I have a phone interview tomorrow afternoon for a job that would mean a big change in career track, a major geographic move and a nice salary bump. It’s a job I think I would be excellent at, and one that seems the perfect outlet for my experience and my interests. I have been getting my materials in order and practicing some positive thinking over the last few days, imagining myself in the role, living in the town, changing my entire life. It’s a slippery surface, though, this envisioning, because it’s so easy to do. I’m already there in my head and I have to keep checking myself against pragmatism (it’s only a first interview; most folks go through many many rounds of interviews before landing their “dream” job) so I don’t slide fully into fantasy and end up delusional and potentially devastated if the star I’ve hitched my wagon to sputters out.
But I really, really want this job.
I almost just erased one of those “reallys” because I am, I admit, feeling squirrely and superstitious about voicing my desire too loudly.
Too. I seem to struggle with a lot of “too-ness” in my life. Wanting or expecting too much from people, from myself. Feeling too much. Or, worrying that I am. Wondering if I am. Constantly checking my desires against pragmatism. What am I entitled to feel? What’s reasonable? What do I deserve?
In grad school, among my best friends, one of us was dubbed by an outsider who had known us for exactly one day as “the serious one,” one “the fun one,” and I “the fragile one.” Also in grad school, there was a man, a classmate, who we all dubbed “Raw Naked Bob,” because he was the kind of person who told you the intimate details of his life within the first ten minutes of meeting you. I think Bob and I are more alike than I would have admitted back then.

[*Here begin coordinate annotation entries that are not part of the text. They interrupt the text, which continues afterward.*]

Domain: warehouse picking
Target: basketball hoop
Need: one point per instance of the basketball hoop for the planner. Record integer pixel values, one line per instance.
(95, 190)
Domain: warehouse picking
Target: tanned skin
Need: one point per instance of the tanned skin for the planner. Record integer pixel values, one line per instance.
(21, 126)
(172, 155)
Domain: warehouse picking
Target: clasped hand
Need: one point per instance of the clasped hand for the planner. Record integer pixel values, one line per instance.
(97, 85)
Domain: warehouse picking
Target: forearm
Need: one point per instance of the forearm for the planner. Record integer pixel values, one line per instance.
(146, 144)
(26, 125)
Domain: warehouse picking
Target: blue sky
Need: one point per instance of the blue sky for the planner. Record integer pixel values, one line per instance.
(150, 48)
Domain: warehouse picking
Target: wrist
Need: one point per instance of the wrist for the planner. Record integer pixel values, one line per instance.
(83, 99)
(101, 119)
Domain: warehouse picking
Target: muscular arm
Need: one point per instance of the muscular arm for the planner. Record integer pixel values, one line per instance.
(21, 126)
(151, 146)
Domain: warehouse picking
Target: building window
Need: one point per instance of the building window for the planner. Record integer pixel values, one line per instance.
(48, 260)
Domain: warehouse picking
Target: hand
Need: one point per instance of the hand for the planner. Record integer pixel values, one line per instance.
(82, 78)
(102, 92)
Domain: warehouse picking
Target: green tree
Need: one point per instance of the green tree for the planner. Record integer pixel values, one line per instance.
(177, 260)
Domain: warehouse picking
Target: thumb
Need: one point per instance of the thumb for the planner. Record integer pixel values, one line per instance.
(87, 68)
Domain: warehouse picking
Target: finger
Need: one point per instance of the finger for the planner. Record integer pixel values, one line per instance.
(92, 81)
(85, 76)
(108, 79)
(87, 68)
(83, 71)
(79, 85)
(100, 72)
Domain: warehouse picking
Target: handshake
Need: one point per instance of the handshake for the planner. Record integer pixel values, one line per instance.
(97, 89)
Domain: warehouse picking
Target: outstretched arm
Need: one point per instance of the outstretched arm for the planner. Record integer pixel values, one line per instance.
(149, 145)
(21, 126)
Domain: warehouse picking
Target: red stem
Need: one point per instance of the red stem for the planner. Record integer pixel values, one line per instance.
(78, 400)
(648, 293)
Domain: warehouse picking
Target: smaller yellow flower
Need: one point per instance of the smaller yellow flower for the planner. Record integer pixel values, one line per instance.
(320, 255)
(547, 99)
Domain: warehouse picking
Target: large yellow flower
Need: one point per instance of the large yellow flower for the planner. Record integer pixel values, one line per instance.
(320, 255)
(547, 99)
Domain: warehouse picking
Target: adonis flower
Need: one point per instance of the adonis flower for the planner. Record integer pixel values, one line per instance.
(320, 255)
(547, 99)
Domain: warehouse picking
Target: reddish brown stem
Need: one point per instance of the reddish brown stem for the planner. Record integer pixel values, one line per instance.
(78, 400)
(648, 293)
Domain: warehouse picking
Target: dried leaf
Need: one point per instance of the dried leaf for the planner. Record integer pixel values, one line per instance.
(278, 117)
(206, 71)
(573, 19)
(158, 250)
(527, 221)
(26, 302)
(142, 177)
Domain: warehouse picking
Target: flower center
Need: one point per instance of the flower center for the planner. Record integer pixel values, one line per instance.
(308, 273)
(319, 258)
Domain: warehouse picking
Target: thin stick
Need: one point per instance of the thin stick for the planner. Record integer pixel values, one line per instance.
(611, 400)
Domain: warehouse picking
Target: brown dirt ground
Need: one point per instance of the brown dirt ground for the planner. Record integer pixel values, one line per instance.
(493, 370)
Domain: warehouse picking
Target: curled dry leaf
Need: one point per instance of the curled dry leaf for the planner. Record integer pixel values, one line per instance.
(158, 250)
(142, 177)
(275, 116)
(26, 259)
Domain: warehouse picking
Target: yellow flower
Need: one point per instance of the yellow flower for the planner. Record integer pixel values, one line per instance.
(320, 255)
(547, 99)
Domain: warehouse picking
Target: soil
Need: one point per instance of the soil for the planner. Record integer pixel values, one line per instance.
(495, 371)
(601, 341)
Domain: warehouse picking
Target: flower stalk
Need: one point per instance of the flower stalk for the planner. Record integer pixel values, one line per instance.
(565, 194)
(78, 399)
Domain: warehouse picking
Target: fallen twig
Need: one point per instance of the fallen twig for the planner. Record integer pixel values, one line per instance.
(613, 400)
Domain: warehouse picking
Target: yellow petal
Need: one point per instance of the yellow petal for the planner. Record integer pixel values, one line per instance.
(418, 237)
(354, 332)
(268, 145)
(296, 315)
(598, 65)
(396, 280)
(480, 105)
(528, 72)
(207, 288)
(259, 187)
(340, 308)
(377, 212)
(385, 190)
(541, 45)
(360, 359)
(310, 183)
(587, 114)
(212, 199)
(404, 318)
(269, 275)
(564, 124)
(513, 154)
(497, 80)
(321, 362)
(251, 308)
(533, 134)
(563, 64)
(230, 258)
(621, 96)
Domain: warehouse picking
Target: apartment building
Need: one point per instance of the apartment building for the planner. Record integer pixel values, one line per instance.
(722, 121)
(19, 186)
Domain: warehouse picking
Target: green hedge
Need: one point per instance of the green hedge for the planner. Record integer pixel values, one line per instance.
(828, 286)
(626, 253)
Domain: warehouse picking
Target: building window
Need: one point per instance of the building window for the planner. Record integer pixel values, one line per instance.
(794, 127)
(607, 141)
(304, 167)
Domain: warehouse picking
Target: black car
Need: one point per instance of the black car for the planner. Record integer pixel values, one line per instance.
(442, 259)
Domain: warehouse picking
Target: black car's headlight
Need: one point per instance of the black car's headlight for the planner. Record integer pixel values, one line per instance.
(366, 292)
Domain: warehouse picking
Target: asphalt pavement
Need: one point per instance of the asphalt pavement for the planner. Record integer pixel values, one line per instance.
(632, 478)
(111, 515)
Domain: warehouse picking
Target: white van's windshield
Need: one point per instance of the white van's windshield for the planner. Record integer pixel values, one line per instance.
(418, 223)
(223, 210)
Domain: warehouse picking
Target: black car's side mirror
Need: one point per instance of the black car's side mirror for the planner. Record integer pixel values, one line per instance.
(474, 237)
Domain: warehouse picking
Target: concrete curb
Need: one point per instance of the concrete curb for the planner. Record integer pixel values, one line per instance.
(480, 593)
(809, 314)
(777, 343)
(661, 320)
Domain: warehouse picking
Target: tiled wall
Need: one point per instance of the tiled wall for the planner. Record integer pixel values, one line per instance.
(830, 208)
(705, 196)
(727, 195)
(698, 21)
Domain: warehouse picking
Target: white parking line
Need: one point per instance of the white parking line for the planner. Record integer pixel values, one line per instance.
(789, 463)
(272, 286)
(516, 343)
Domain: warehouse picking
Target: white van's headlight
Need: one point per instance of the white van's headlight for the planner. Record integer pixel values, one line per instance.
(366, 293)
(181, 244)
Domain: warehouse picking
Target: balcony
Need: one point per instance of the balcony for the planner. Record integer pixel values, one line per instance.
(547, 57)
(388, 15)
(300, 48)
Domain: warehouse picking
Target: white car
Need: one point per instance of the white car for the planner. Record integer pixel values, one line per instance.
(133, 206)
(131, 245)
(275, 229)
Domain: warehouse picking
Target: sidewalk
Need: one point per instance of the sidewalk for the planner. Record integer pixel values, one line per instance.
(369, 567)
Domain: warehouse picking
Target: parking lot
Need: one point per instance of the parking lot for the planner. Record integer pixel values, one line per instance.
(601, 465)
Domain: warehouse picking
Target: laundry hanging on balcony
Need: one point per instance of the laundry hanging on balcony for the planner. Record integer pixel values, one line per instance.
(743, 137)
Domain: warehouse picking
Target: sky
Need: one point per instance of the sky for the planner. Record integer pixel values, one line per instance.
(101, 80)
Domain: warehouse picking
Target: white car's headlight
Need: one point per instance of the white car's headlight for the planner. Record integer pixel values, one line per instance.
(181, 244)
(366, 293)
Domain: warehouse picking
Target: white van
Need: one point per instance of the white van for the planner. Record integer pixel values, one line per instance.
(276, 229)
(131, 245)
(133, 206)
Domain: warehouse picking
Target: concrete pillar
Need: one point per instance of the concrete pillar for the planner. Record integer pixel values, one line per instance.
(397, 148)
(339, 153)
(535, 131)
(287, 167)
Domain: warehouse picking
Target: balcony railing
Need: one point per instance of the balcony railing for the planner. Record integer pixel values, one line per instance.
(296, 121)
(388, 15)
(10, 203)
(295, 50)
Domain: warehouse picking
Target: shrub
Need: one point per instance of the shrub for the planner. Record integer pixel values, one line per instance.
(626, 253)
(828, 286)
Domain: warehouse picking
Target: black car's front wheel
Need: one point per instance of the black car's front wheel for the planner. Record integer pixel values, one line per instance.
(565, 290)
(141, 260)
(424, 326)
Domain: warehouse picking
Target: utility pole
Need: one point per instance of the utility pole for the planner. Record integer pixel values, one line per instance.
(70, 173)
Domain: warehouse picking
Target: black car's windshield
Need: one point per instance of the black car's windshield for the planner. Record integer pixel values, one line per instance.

In my life I’ve also been called “sensitive,” “hyper-sensitive,” and, my favorite, “ultra-sensitive.” The first term is a compliment, usually, or at least a simple observation. Poets are sensitive. Mothers are sensitive. It’s good to be sensitive in these ways. But the second two are slights and they always both sting and irritate. You feel too much. What’s the matter with you?
It’s hard, sometimes, not to wonder. It’s hard not to wish for fewer feelings, for easier detachment, less propensity to fling myself head-long at my desire.
Is it possible to imagine oneself into a new job, a new city, a new life? Is it possible to imagine it too well? I think the answer is probably yes on both counts, and my task (as always) is going to be to find the fulcrum between desire and detachment that keeps me healthy (i.e., not nauseated and filled with anxiety as the interview approaches and passes) while also honoring the whole-heart-open-and-vulnerable quality that has always defined me.
And which, even with the complications it brings, is something I quite like about me.
Maybe I need to reclaim the epithet? Don some fabulous purple tights, my Docs (of course), a bedazzled cape and pair of movie star sunglasses, et voila! It’s Ultra Sheila! Able to impress interviewers, land dream jobs and draw people of all walks into her heart with a sob and a (too) fragile smile… all within ten minutes of knowing her!